Wednesday, March 4, 2009

The Penultimate Spot in the Funeral Parlor

I've been thinking about death a lot lately. Not necessarily mine, but death--you know in general terms, as it applies to someone else. First, of course, is the lengthy illness, during which the condemned diminished before our  unbelieving eyes--and because we are in denial, we don't see this.  This is followed by more  than one precipitous slide. Now, the problem with that is that usually the condemned plateaus out, to which we become accustomed only to be shocked when it happens again., So, we accept as normal the final, ultimate, last, omega precipitous slide until we belatedly realize this its it, the big show, the whole enchilada, the final curtain, finis. Death catches us by surprise because we think that it's something that happens to other people.

We recently had a death in our family. A painful passing of a once vital someone who was ground down by disease. She lived a long life, as if that makes a difference. I resented it when well meaning people said about my own deceased father, "He lived a long life." Oh yeah? Says who? The prospect of becoming an orphan terrifies everyone regardless of age, and, usually, regardless of the kind of relationship we have with our families.

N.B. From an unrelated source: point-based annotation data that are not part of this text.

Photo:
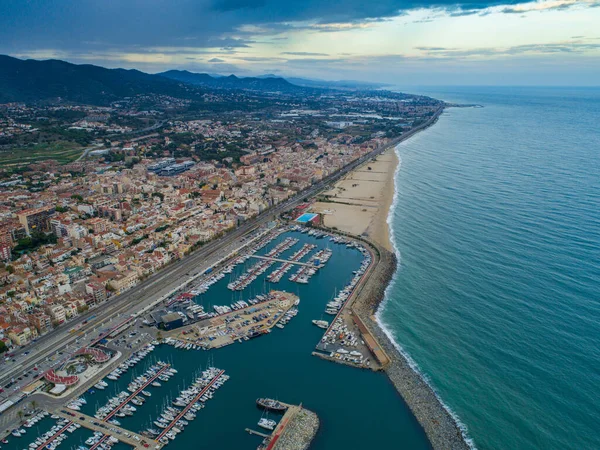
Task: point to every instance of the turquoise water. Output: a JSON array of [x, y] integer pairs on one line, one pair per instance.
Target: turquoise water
[[357, 408], [497, 299]]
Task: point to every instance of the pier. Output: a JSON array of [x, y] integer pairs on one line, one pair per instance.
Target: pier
[[285, 261], [296, 429], [258, 433], [137, 391], [189, 405], [128, 437]]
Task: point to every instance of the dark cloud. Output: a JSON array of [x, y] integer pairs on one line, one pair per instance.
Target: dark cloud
[[130, 24]]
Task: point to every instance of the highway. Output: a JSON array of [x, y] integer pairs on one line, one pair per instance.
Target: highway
[[161, 283]]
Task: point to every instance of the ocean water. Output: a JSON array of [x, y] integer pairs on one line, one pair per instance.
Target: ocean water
[[358, 409], [497, 298]]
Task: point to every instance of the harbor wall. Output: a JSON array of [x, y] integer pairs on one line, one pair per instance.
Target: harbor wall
[[440, 427]]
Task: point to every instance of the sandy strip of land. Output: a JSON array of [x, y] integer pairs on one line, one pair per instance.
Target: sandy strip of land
[[359, 203]]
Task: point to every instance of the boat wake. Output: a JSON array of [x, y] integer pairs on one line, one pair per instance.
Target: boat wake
[[386, 329]]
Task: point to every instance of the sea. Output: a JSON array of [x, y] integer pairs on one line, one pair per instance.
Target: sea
[[357, 408], [496, 224]]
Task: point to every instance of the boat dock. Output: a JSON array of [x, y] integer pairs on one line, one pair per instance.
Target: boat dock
[[285, 261], [189, 405], [238, 325], [136, 392], [122, 434]]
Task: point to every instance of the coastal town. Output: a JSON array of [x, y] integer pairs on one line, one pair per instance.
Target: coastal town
[[73, 235], [146, 227]]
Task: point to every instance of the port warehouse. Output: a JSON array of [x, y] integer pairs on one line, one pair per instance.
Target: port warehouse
[[168, 167], [307, 217]]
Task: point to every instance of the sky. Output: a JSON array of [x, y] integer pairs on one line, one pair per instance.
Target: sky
[[400, 42]]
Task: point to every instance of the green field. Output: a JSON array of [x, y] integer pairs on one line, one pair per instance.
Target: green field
[[63, 152]]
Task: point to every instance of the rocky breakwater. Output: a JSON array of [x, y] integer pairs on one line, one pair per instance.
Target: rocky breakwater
[[299, 431], [441, 428]]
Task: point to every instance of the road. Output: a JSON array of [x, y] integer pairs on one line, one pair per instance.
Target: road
[[163, 282]]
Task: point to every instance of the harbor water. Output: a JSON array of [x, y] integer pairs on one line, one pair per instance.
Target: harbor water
[[357, 408]]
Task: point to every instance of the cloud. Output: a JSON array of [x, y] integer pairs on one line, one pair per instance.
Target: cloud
[[574, 46], [304, 54]]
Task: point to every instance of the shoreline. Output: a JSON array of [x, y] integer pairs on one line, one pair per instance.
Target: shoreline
[[441, 426]]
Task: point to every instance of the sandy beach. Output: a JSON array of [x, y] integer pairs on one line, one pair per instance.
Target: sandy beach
[[359, 203]]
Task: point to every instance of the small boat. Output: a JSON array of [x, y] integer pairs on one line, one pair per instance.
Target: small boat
[[271, 405], [267, 424], [321, 323]]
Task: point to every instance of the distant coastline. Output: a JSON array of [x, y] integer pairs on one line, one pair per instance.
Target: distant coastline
[[354, 195]]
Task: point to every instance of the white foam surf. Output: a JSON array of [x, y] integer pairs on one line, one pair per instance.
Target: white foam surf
[[386, 329]]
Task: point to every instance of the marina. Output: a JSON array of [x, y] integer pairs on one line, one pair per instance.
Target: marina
[[280, 364]]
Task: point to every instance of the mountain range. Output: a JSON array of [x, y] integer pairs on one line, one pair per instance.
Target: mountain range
[[54, 80]]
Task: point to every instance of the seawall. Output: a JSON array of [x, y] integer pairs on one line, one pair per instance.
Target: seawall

As an adult, I should, somehow, not have felt as deeply as I did that abandonment when my remaining parent died leaving me in the penultimate spot in the funeral parlor. But we are no longer someone's daughter (or son), there will never be another person who will love is (or at least like us a lot) regardless of what we have done, and there is no longer a home to accept us. We orphans are on our own. And, need I say it, in the penultimate spot in the funeral parlor.

Because I don't believe in a hereafter, I think when is over, we are over. If we're lucky someone will remember us. But it will be strange not to know. I can't imagine that but then I don't suppose when one is in the ultimate place in the funeral parlor one imagines anything.